Elon Musk's newly public SpaceXAI released Grok 4.5 on Wednesday — the first model co-trained with Cursor since the $60 billion acquisition — pricing it well below Anthropic's Opus 4.8 and calling it "Opus-class, but faster."

SpaceXAI released Grok 4.5 on Wednesday at $2 per million input tokens and $6 per million output tokens, roughly 24 hours before OpenAI is expected to publicly launch GPT-5.6. The timing isn’t subtle, and the pricing is the news.

Anthropic’s Claude Opus 4.8, the model Elon Musk is explicitly positioning against, runs $5 in and $25 out. That makes Grok 4.5 more than four times cheaper on output. Anthropic Fable, the higher tier, sits at $10 and $50. OpenAI’s incoming GPT-5.6 Sol is priced at $5 and $30, with the smaller Luna variant at $1 and $6. Read as a matrix, Grok 4.5 is undercutting the frontier tier while sitting a hair above OpenAI’s small tier on input.

“It is an Opus-class model, but faster, more token-efficient and lower cost,” Musk posted on X, adding that the “internal assessment is that Grok 4.5 is roughly comparable to Opus 4.7, but much faster.” The benchmarks tell a more mixed story. Grok 4.5 scores 62.0% on DeepSWE 1.0, behind Fable’s 66.1% and GPT-5.5’s 64.31%. On SWE Bench Pro, it lands at 64.7%, trailing Opus 4.8’s 69.2% and Fable’s 80.4%. It leads on SWE Marathon pass@1 (29.0% vs. Opus 4.8’s 26.0%) and posts 83.3% on Terminal Bench 2.1. The pattern is legible: competitive on agentic and terminal work, behind on the harder software-engineering evals, priced as if the gap doesn’t exist.

The model is also the first co-trained with Cursor since SpaceX’s all-stock acquisition of Anysphere at a $60 billion valuation, per Bloomberg. “We’ve partnered with SpaceXAI to train Grok 4.5,” Cursor said in a statement reported by Reuters. Training ran on what SpaceXAI describes as “tens of thousands” of Nvidia GB300 GPUs. Availability is live on the SpaceXAI console and Grok Build, with EU access expected mid-July.

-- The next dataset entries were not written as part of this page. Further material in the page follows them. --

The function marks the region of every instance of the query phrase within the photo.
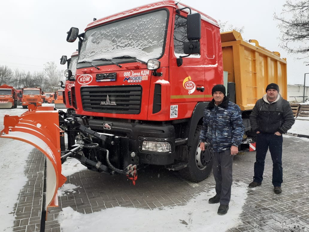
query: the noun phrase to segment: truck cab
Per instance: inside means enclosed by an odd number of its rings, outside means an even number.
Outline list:
[[[5,84],[0,86],[0,109],[16,108],[17,104],[16,90]]]
[[[49,103],[55,103],[55,94],[54,93],[45,93],[45,102]]]
[[[37,106],[42,106],[42,99],[41,96],[41,89],[39,88],[24,88],[23,91],[22,104],[23,108],[27,109],[28,104]]]

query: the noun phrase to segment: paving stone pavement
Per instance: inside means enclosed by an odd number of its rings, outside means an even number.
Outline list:
[[[241,222],[229,232],[309,231],[309,143],[307,140],[285,136],[283,150],[282,193],[273,192],[268,153],[262,185],[248,188],[239,218]],[[14,210],[14,231],[40,231],[44,159],[36,149],[29,155],[24,171],[28,180]],[[235,156],[233,181],[251,182],[255,161],[254,152]],[[62,208],[70,206],[86,214],[116,206],[150,210],[172,207],[185,204],[199,193],[213,189],[215,184],[212,174],[194,183],[181,179],[176,172],[157,167],[139,171],[135,186],[122,175],[111,176],[87,170],[67,178],[66,183],[82,187],[75,190],[75,193],[58,197],[59,207],[50,209],[45,232],[61,231],[56,218]]]

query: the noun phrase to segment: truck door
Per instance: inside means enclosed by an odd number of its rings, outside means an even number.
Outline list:
[[[182,65],[178,67],[176,58],[186,55],[183,45],[188,41],[186,17],[175,15],[171,35],[169,55],[170,118],[189,118],[197,103],[204,101],[204,92],[197,89],[205,87],[204,52],[201,49],[201,54],[182,58]]]

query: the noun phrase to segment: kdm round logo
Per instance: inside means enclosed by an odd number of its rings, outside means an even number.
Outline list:
[[[77,82],[81,84],[87,84],[92,81],[92,76],[89,74],[83,74],[77,79]]]
[[[73,84],[69,84],[66,86],[66,88],[68,89],[68,90],[70,90],[71,88],[72,88],[73,86]]]
[[[191,77],[189,76],[186,77],[182,82],[184,88],[188,90],[188,93],[191,94],[195,90],[195,83],[191,80]]]

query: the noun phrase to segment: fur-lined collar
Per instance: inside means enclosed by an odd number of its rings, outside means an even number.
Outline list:
[[[224,96],[224,97],[223,98],[223,101],[221,103],[221,104],[219,104],[218,106],[225,109],[227,107],[227,105],[228,105],[228,98],[226,97],[226,96]],[[209,103],[209,104],[208,104],[208,105],[207,106],[207,109],[209,109],[209,110],[212,109],[215,107],[215,105],[214,103],[214,99],[213,98],[213,100],[212,100]]]

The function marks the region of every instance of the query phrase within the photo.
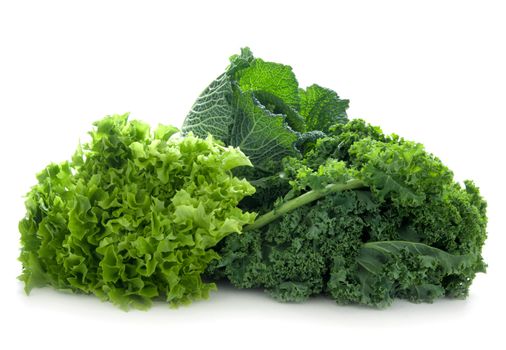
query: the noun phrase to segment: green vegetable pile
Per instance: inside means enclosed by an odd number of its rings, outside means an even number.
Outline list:
[[[466,297],[486,268],[478,188],[423,145],[349,120],[348,104],[246,48],[182,136],[127,115],[95,123],[27,195],[27,292],[51,285],[124,309],[186,304],[224,279],[291,302]]]

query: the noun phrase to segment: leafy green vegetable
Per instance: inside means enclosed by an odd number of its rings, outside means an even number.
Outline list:
[[[212,278],[281,301],[324,293],[384,307],[465,297],[485,270],[486,204],[474,184],[462,188],[422,145],[361,120],[257,183],[261,200],[241,205],[264,214],[220,243]]]
[[[27,292],[51,285],[125,309],[206,298],[212,247],[253,222],[237,204],[254,188],[231,174],[251,164],[243,153],[127,118],[95,123],[72,161],[37,176],[19,224]]]
[[[269,172],[282,158],[300,156],[307,140],[345,123],[347,108],[348,100],[334,91],[318,85],[300,89],[290,66],[254,58],[245,48],[202,92],[182,131],[210,133],[240,147],[257,169]]]
[[[245,48],[198,97],[184,138],[127,115],[97,122],[27,195],[27,292],[51,285],[125,309],[205,298],[221,278],[281,301],[467,296],[486,268],[478,188],[347,108]]]

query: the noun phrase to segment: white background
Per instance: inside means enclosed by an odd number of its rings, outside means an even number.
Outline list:
[[[1,0],[0,347],[504,349],[505,18],[501,1],[485,0]],[[224,287],[189,307],[125,313],[47,288],[24,295],[17,222],[35,173],[69,158],[107,114],[180,126],[246,45],[476,181],[489,203],[489,269],[467,300],[378,311]]]

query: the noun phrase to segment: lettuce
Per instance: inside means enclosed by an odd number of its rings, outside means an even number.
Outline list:
[[[254,188],[231,174],[250,161],[211,136],[178,139],[171,126],[151,133],[128,115],[95,127],[27,194],[19,224],[27,293],[51,285],[124,309],[206,298],[216,288],[201,278],[218,258],[212,248],[255,217],[237,207]]]

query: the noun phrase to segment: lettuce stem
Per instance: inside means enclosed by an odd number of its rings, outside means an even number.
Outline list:
[[[258,217],[254,223],[245,226],[243,231],[251,231],[264,227],[292,210],[325,197],[330,193],[354,190],[361,187],[365,187],[365,184],[360,180],[353,179],[345,183],[329,184],[320,190],[311,190]]]

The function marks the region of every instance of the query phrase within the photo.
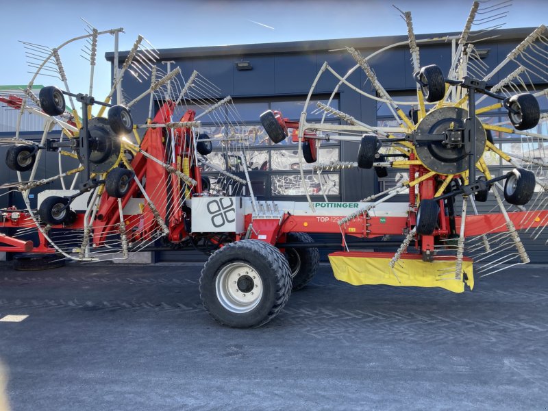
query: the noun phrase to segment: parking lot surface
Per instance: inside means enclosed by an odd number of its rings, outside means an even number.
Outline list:
[[[236,329],[203,310],[201,266],[0,267],[0,318],[28,316],[0,321],[12,409],[548,407],[546,267],[457,295],[325,266],[271,323]]]

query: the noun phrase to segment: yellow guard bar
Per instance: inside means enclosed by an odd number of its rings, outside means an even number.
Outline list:
[[[465,258],[462,262],[465,279],[456,279],[453,257],[436,257],[434,262],[425,262],[419,255],[403,255],[394,266],[393,272],[388,262],[393,256],[391,253],[360,251],[338,251],[329,255],[335,278],[354,286],[440,287],[453,292],[462,292],[464,283],[471,290],[474,288],[470,258]]]

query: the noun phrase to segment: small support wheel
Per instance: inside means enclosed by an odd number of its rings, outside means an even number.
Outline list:
[[[63,92],[54,86],[40,89],[40,107],[48,116],[60,116],[64,112],[65,102]]]
[[[28,171],[36,161],[36,151],[32,145],[12,146],[5,153],[5,165],[14,171]]]
[[[440,207],[434,200],[422,200],[416,212],[416,233],[430,236],[438,225]]]
[[[362,137],[360,149],[358,151],[358,166],[360,169],[371,169],[375,162],[375,155],[379,150],[379,139],[376,136],[367,134]]]
[[[487,179],[483,175],[478,177],[477,179],[484,182],[487,181]],[[487,201],[487,197],[489,195],[489,190],[490,190],[490,188],[491,186],[488,186],[485,190],[480,190],[474,194],[474,199],[478,203],[485,203]]]
[[[211,180],[210,180],[208,177],[206,177],[205,175],[201,176],[201,190],[202,192],[204,191],[209,191],[211,190]]]
[[[536,127],[540,119],[538,101],[530,93],[512,96],[505,103],[508,109],[508,118],[517,130],[528,130]]]
[[[133,119],[129,110],[121,105],[108,109],[108,124],[116,134],[128,134],[133,132]]]
[[[428,103],[439,101],[445,97],[445,79],[441,68],[436,64],[421,68],[415,79],[421,86],[424,99]]]
[[[203,141],[207,140],[207,141]],[[211,154],[213,151],[213,143],[210,140],[210,136],[206,134],[198,134],[196,142],[196,150],[202,155]]]
[[[121,199],[129,190],[133,171],[121,167],[112,169],[105,179],[105,190],[110,197]]]
[[[286,132],[276,119],[274,112],[271,110],[268,110],[260,115],[260,121],[264,131],[269,135],[269,138],[274,144],[277,144],[286,139]]]
[[[314,242],[306,233],[289,233],[287,242]],[[318,273],[320,253],[316,247],[286,247],[286,257],[291,270],[292,290],[304,288]]]
[[[535,175],[525,169],[514,169],[504,184],[504,199],[514,206],[525,206],[535,192]]]
[[[212,254],[200,277],[200,297],[219,323],[260,327],[282,310],[291,293],[291,272],[274,246],[242,240]]]
[[[303,157],[304,160],[308,164],[316,162],[316,147],[312,147],[309,141],[303,142]]]
[[[38,208],[38,216],[42,223],[51,225],[62,224],[70,216],[69,200],[66,197],[47,197]]]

The competitive backdrop is where this gets interesting. Reuters reports GPT-5.6’s launch was pushed back last month after U.S. government requests tied to national-security concerns. That delay handed Musk a window, and he used it. Shipping the day before a rival’s launch is a familiar playbook. Google did it to Apple with Gemini in 2023, and Meta did it to OpenAI with Llama 3 in 2024. The move works less because it steals users and more because it forces the incumbent’s launch coverage to include a comparison table.

Which is, functionally, what the $2/$6 sticker is engineered to produce. The rebrand from xAI to SpaceXAI, the Cursor integration, the Opus-class framing, none of it lands without the price point doing the analytical work.